Jest takie miejsce i taki czas, w którym droga wojewódzka nr 216 z Władysławowa do Helu staje się na chwilę kalifornijską State Route 1. Festiwal klasycznych Porsche, surfingu i deskorolki, na którym spotkać się mogą obaj bohaterowie tego wydania Christophorusa. Ich samochody były ozdobą tegorocznego Hel Riders.

   

„Całemu Hel Riders przyświeca idea, którą da się streścić jednym angielskim słowem: chill”.

Na czterech kołach (i kółkach):

Na czterech kołach (i kółkach):

Sport – choć traktowany bardzo luźno – jest esencją Hel Riders, obojętnie czy dotyczy to deskorolkarzy rywalizujących w zawodach, czy też wyścigowych modeli Porsche z muzeum w Stuttgarcie.

Gospodarzem tego niezwykłego, organizowanego już po raz trzeci eventu jest Tadek – sercem Hel Riders jest bowiem kemping Chałupy 6. Tym razem jednak uczestników zabrano też daleko poza półwysep. Kawalkada kilkudziesięciu samochodów ruszyła w sobotni poranek 8 czerwca na Kaszëbë Surfari, czyli rajd po najbardziej urokliwych zakątkach Kaszub. Oryginalne klasyczne lub pieczołowicie odrestaurowane auta wspaniale prezentowały się na tle pagórkowatego krajobrazu, pokrytego gęstymi lasami i malowniczymi łąkami, dodatkowo upstrzonego niezliczonymi jeziorami. Kawalkada chłodzonych powietrzem 911, wspaniałych transaxli, wśród których znalazło się złote 928 Jacka, a także współczesnych Porsche, wzbudzała ogromne zainteresowanie na drogach.
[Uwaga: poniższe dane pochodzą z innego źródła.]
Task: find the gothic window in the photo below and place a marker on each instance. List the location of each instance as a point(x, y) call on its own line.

Po drodze uczestnicy rajdu mieli kilka przystanków. Jednym z nich była Góra Sobótka z zabytkowym wiatrakiem w Ręboszewie. 
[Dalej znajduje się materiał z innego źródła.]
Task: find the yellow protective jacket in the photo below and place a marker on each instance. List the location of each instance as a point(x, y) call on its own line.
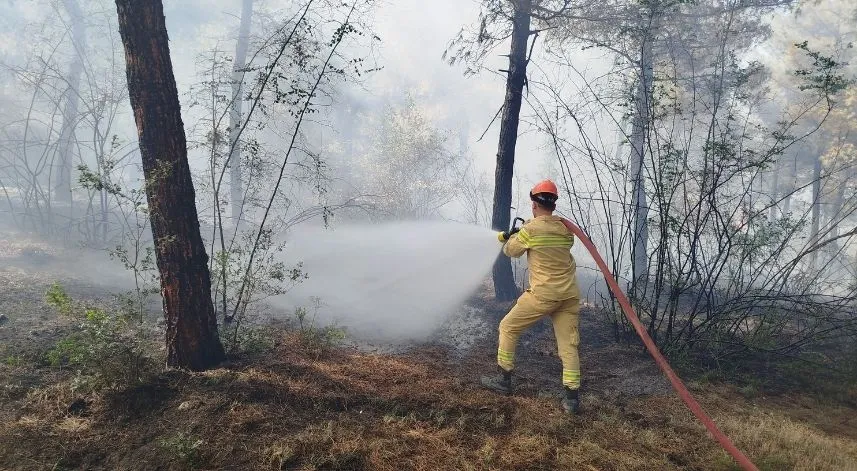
point(547, 243)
Chwila wytchnienia po jeździe przydała się każdemu. Po obiedzie na tarasie restauracji położonej nad Jeziorem Białym wszyscy ruszyli w stronę kempingu. To na nim prawdziwymi gwiazdami były auta, które przyjechały prosto z Porsche Museum – legendarne i zwycięskie m.in. na torze Nürburgring Porsche 956 i najlepsze w klasie GT podczas wyścigu 24h Le Mans 911 RSR w kultowych barwach „Pink Pig”.

Impreza odbywała się w spokojnym tempie, całemu Hel Riders przyświeca bowiem naczelna idea, którą da się streścić jednym angielskim słowem: chill. Ma być niespiesznie, bez ciśnienia, na luzie kojarzonym właśnie z kalifornijskim klimatem, surfingiem czy skateboardingiem. Choć nie bez rywalizacji, bo po zakończeniu rajdu wszyscy mogli pościgać się na profesjonalnych symulatorach i obejrzeć zawody deskorolkowe. 
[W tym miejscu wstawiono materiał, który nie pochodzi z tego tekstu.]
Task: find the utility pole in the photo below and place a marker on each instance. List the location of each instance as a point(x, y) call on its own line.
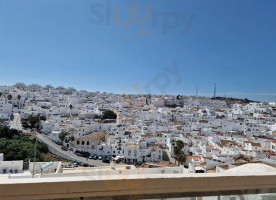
point(215, 90)
point(34, 137)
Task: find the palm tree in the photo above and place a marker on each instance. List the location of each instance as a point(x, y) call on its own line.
point(176, 151)
point(71, 107)
point(62, 136)
point(181, 158)
point(9, 97)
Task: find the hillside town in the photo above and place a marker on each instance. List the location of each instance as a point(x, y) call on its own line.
point(204, 135)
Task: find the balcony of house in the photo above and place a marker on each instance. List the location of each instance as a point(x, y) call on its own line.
point(124, 182)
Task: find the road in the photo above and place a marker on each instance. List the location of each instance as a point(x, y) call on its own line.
point(58, 151)
point(16, 122)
Niesamowite triki nie ograniczyły się jednak tylko do rampy – niezapowiedzianym, a zapierającym dech w piersiach widowiskiem był pokaz akrobacji lotniczych w wykonaniu Porsche Friend, słynnego pilota Łukasza Czepieli. Wielkim finałem soboty był zaś koncert legend polskiego hip-hopu. Na scenie pojawili się między innymi L.U.C., Rahim, Fokus czy Vienio.

Niedziela była już dniem całkowitego relaksu. Festiwalowicze mogli udać się pod główną scenę, gdzie od rana odbywały się prelekcje m.in. o rynku klasycznych Porsche, historii aut, które odwiedziły półwysep, i Rajdzie Dakar. Inni mogli po prostu poleżeć sobie na plaży, sącząc pyszne drinki. Mieli też możliwość przyjrzeć się pracy fachowych shaperów, nadających deskom surfingowym idealny kształt. Pod okiem doświadczonych instruktorów można było nawet wziąć lekcję surfingu dla początkujących.

Hel Riders wyrasta dzięki temu wszystkiemu na jedną z najciekawszych letnich pozycji festiwalowych nad Bałtykiem. W przyszłym roku trzeba będzie wrócić! 

Welcome to Hel:

Welcome to Hel:

Latem serce Porsche w Polsce bije nad morzem – to tu odbywa się zarówno Hel Riders, jak i festiwal muzyczny Salt Wave by Porsche.